# Tanners Creek



## bassmaniac (May 10, 2004)

Might be fishing Tanners Creek in a couple weeks. What licenses are needed for that area?


----------



## Doctor (Apr 5, 2004)

Indiana or Kentucky


----------



## Warpath (May 23, 2004)

It all depends if you want to fish all the areas. I know there are reciprocal agreements between states, but most only regard the main river up to "the first ripple of any tributary". From what I have been told, that means if the water in the tributary is in any distance from the shore of the main river, you need that state's particular license to fish it. 
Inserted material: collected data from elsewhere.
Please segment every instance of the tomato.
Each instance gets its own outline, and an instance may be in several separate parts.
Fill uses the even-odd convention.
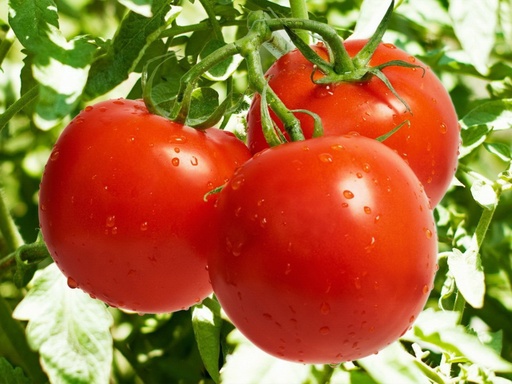
[[[250,157],[234,135],[152,115],[140,100],[85,108],[62,132],[41,181],[49,251],[79,287],[137,312],[188,308],[208,296],[216,196]]]
[[[366,41],[346,41],[354,56]],[[313,48],[327,57],[325,46]],[[432,206],[444,196],[455,173],[459,147],[457,114],[448,92],[430,68],[391,44],[380,44],[370,65],[402,60],[423,68],[390,66],[383,73],[410,107],[410,112],[377,77],[366,82],[315,85],[313,65],[297,50],[278,59],[266,73],[270,87],[289,109],[308,109],[319,115],[325,135],[357,131],[377,138],[405,121],[385,140],[404,158],[425,186]],[[316,77],[322,76],[319,71]],[[313,118],[295,113],[307,138],[312,136]],[[273,115],[274,116],[274,115]],[[281,126],[277,117],[274,119]],[[256,96],[248,114],[248,145],[256,153],[268,145],[261,130],[260,97]]]
[[[432,288],[428,205],[410,167],[373,139],[324,136],[262,151],[217,200],[214,292],[271,355],[339,363],[375,353],[411,327]]]

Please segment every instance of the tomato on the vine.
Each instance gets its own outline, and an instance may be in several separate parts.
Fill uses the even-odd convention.
[[[361,50],[366,41],[344,42],[350,56]],[[324,45],[312,46],[326,58]],[[369,65],[401,60],[419,67],[392,65],[385,74],[400,98],[376,76],[367,81],[316,85],[311,80],[313,64],[298,50],[279,58],[267,71],[270,87],[291,110],[307,109],[321,119],[325,135],[357,131],[377,138],[406,122],[385,140],[414,170],[425,186],[432,206],[446,193],[457,166],[459,125],[450,95],[430,68],[420,60],[391,44],[381,43]],[[323,75],[319,70],[314,77]],[[248,114],[248,145],[256,153],[268,145],[263,137],[260,97],[253,99]],[[313,133],[313,118],[296,112],[306,138]],[[276,123],[282,127],[277,117]]]
[[[141,100],[85,108],[62,132],[40,189],[44,240],[71,287],[137,312],[211,293],[216,195],[250,157],[233,134],[148,112]]]
[[[324,136],[256,154],[217,200],[212,286],[264,351],[338,363],[398,339],[436,270],[428,198],[407,164],[363,136]]]

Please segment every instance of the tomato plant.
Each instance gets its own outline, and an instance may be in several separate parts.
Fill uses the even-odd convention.
[[[367,40],[344,42],[347,52],[355,56]],[[314,50],[327,58],[323,44]],[[322,120],[325,135],[357,131],[377,138],[404,124],[385,144],[397,151],[425,186],[432,206],[439,203],[448,189],[457,166],[459,127],[450,95],[434,72],[418,59],[393,44],[382,43],[369,65],[379,66],[403,61],[417,67],[400,64],[387,66],[382,73],[396,94],[378,77],[365,81],[316,84],[322,78],[299,50],[279,58],[267,71],[269,86],[291,110],[307,109]],[[248,145],[253,153],[267,148],[261,127],[261,98],[255,96],[248,114]],[[312,137],[313,118],[296,112],[306,137]],[[274,120],[282,127],[280,121]]]
[[[274,356],[339,363],[376,353],[427,300],[437,255],[428,199],[373,139],[325,136],[260,152],[217,204],[214,291]]]
[[[137,312],[199,303],[217,236],[215,195],[204,196],[248,157],[232,133],[173,123],[141,100],[86,107],[41,181],[41,230],[68,284]]]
When bass clubs prepare for tournaments at Tanner's Creek, they suggest getting all of the licenses necessary so you are not confined from any waters. Get all three, Ohio, Indiana, and Kentucky. 

Eric


----------



## LakeRaider (Apr 5, 2004)

I grew up on it! I fished bass tourneys on it from 1974 to 1994 on it.I was the first to run a Hydrasport bassboat with an inline 150 hp Merc on it.I can tell you every inch of it from the ramp to its headwaters in Guilford. I can tell you about all three backwaters on it and the island. I can tell you where the vault on the bank is. I can tell you where the missing bridge is. I can tell you where the sandbar is. Where the seven mile 1893 bridge is. I can even tell you where the body that was found in 1989 was at. I can show you where the Alligator was caught! I can tell you about Mack Hunley in the IndayII . I promise you NOBODY here at OGF knows more about Tanners Creek than I do!!!! I can also tell you about every inch of Laughery Creek from the mouth to Hartford Crossing where I caught a largemouth bass weighing 6lbs 9-1/4 oz and its on my wall on 6-26-1988. You need an Indiana license! What do you want to know?!  LakeRaider


----------



## LakeRaider (Apr 5, 2004)

Old timers of Tanners. Can you still remember the old road to the ramp to the right of McDonalds? That would be off Eads Parkway! Ring a bell?  Raider


----------



## LakeRaider (Apr 5, 2004)

Anybody remember Ronny Brown or Tate Sheppard from Tanners? Both ran Hydrasports. I just spent a week at Ky.Lake with Ron the last week of April! And Ron, Tate and Joe Brown (deceased) taught me the creek and they fished it in the 60,s and still currently go!  Think about it, thats over 39+ plus years!  Raider


----------



## sliprig (Apr 6, 2004)

Tanner's starts well past Guilford, in St Leon really. It's small up there, in fact a young boy could pee across it with out breakin' a sweat  
Sounds like you know rest like the back on your hand.

Slip


----------



## LakeRaider (Apr 5, 2004)

Yep, your right. You can,t go past Guilford area in a bassboat is what I meant. But your absolutely right, she goes way up there. I never fished above but I heard there was some good wading areas. Tell us what you know, I,m interested in that area. Is it canoe-able?  Raider


----------



## Kickerfish (Jun 2, 2005)

Hey, Lake Raider, I sent you a private message!


----------